Zum zweiten dringt Schwarz-Gelb auf, Zitat, „eine weitgehende Entkoppelung der Gesundheitskosten von den Lohnzusatzkosten.“ Deshalb wird der Arbeitgeberanteil eingefroren. Die Mär von den unzumutbaren Lohnzusatzkosten in Deutschland ist so oft heruntergebetet worden, dass sie fast jedermann glaubt. Termingerecht zum Fingerhakeln um den Koalitionsvertrag hat der Arbeitgeberverband mitleidsvoll geklagt, Zitat: „In kaum einem anderen Land bleibt den Arbeitnehmern so wenig von ihrem …Einkommen wie in Deutschland.“ Dafür seien vor allem die hohen Sozialbeiträge verantwortlich. Von denen zahlen bekanntlich die Arbeitgeber derzeit noch immer fast die Hälfte. Just am gleichen Tag freilich hat das arbeitgebernahe Institut der deutschen Wirtschaft in Köln seine neuen Zahlen zuxs den Sozialabgaben in Europa vorgelegt. Bei ihrem Anteil am Bruttolohn liegen wir in der EU auf dem 16. Platz und damit weit unten, unterboten nur noch von Polen und ein paar Kleinstaaten wie Zypern, Malta, Lettland und Luxemburg. (Auch haben sich in keinem Land Europas die Löhne dürftiger entwickelt als bei uns, sowohl seit der Wende wie seit der Jahrtausendwende; dies nur am Rande.) Dass Deutschlands Arbeitgeber künftig von jedem Kostenzuwachs im Krankenwesen unbehelligt bleiben, ist also keineswegs ein Gebot internationaler Konkurrenzfähigkeit, sondern gleichfalls ein Paradigmenwechsel weg von sozialer Fairness.
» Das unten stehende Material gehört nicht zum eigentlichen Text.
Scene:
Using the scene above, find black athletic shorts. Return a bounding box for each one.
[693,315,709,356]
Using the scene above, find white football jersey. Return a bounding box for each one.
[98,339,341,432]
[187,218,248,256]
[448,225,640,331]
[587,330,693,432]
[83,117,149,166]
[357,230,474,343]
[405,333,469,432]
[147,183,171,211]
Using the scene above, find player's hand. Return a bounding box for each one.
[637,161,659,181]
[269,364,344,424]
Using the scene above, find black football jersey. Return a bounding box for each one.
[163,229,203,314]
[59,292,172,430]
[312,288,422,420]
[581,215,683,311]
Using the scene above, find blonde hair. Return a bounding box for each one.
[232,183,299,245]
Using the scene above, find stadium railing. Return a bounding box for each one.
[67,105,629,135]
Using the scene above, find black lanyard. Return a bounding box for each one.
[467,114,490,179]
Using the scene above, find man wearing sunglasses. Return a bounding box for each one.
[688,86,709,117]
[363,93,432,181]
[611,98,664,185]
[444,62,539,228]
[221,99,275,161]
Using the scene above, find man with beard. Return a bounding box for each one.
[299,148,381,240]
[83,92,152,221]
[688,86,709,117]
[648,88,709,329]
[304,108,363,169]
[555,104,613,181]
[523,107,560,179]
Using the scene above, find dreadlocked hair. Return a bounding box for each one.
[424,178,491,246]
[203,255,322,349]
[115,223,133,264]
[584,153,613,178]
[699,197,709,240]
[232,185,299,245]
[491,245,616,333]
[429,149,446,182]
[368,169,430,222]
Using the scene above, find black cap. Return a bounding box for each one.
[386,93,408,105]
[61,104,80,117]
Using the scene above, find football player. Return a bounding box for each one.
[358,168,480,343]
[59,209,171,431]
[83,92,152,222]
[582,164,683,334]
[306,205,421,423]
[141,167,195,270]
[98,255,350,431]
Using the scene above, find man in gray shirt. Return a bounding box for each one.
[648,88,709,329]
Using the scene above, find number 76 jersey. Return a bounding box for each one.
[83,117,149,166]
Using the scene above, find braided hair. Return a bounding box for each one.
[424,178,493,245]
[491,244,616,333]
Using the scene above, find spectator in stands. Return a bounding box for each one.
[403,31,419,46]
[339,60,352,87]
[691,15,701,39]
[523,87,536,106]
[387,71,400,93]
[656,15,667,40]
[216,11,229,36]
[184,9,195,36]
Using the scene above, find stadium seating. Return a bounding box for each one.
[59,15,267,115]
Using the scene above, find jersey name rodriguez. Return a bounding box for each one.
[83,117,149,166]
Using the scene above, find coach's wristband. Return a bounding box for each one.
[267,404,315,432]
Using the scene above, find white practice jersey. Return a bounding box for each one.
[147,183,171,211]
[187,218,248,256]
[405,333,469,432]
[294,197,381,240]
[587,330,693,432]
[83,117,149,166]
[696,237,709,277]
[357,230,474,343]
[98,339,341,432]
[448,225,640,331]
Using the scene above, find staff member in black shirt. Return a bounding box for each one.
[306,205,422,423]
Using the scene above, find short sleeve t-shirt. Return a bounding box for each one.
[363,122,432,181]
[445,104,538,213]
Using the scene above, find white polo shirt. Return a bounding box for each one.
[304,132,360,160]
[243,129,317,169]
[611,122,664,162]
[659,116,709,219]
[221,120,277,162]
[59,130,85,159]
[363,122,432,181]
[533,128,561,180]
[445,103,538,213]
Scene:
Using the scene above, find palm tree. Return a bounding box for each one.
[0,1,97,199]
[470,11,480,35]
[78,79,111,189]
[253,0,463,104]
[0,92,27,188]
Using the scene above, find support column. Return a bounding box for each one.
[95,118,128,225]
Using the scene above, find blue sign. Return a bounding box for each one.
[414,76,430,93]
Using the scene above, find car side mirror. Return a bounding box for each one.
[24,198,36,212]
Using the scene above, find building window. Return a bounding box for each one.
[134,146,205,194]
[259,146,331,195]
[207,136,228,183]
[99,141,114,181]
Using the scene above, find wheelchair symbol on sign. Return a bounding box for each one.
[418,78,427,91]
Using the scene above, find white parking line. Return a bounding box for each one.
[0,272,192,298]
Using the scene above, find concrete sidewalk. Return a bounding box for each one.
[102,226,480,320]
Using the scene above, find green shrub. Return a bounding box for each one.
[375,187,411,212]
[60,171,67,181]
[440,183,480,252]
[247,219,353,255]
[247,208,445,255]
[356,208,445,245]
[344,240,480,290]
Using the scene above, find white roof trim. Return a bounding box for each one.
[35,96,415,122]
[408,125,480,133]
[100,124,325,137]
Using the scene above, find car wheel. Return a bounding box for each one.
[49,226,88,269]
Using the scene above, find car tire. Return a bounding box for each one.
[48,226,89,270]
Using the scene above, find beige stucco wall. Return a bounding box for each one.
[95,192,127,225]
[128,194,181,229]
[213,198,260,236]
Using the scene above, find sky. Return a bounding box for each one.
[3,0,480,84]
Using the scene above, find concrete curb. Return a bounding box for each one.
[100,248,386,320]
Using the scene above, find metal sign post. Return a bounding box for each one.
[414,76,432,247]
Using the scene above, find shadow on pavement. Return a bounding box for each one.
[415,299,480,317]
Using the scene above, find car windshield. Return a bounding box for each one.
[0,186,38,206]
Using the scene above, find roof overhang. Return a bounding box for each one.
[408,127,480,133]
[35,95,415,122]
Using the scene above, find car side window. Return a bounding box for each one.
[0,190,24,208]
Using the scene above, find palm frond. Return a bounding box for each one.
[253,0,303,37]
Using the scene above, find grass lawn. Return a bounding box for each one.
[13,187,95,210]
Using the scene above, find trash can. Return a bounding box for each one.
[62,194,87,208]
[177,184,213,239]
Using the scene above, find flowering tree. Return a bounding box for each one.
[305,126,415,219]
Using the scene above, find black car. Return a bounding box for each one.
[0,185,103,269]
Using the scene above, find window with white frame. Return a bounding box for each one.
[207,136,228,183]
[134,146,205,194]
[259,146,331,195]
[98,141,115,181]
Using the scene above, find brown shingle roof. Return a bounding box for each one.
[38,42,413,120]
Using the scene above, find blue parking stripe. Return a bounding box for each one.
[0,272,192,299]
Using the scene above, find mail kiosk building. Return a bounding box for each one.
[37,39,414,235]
Zum dritten wird jetzt der Wechsel zu den Privatkassen erleichtert. Wer ein Jahr über der Beitragsbemessungsgrenze verdient, darf schon rüber. Die Privatkassen sind eine Solidargemeinschaft der Gutbetuchten und relativ Gesunden unter sich. Ein Bankkaufmann wird vom Job her eher seltener krank als ein Müllmann. Mit jedem Hochentlohnten, der zu den Privatkassen wechselt, wächst die Geldnot der AOK, wächst der Druck hin auf steigende Beiträge. Insofern sind die Privatkassen das Krebsgeschwür am deutschen Gesundheitswesen und ein Unicum in der EU. Laut schwarz-gelbem Regierungsvertrag jedoch sind sie, Zitat, „konstitutives Element in einem freiheitlichen Gesundheitssystem.“ Die Handschrift der Versicherungslobby ist unverkennbar. Doch die Details sind noch nicht ausgehandelt. Noch lohnt es sich, Sturm zu laufen.
(Nur private Zusatzversicherungen sind in anderen Ländern üblich, mit Ausnahme der Niederlande. Doch dort sind die Privatkassen in den morbiditätsbedingten Risikoastrukturausgleich einbezogen. Das ist der entscheidende Unterschied zu Deutschland. Hier gibt es diesen Auslgleich nur zwischen den gesetzlichen Kassen. Die privaten sind draußen vor. D.h., sie müssen nichts an die anderen Kassen abführen dafür, dass sie die Kundschaft mit viel geringerem Krankenkostendurchschnittswerten haben.)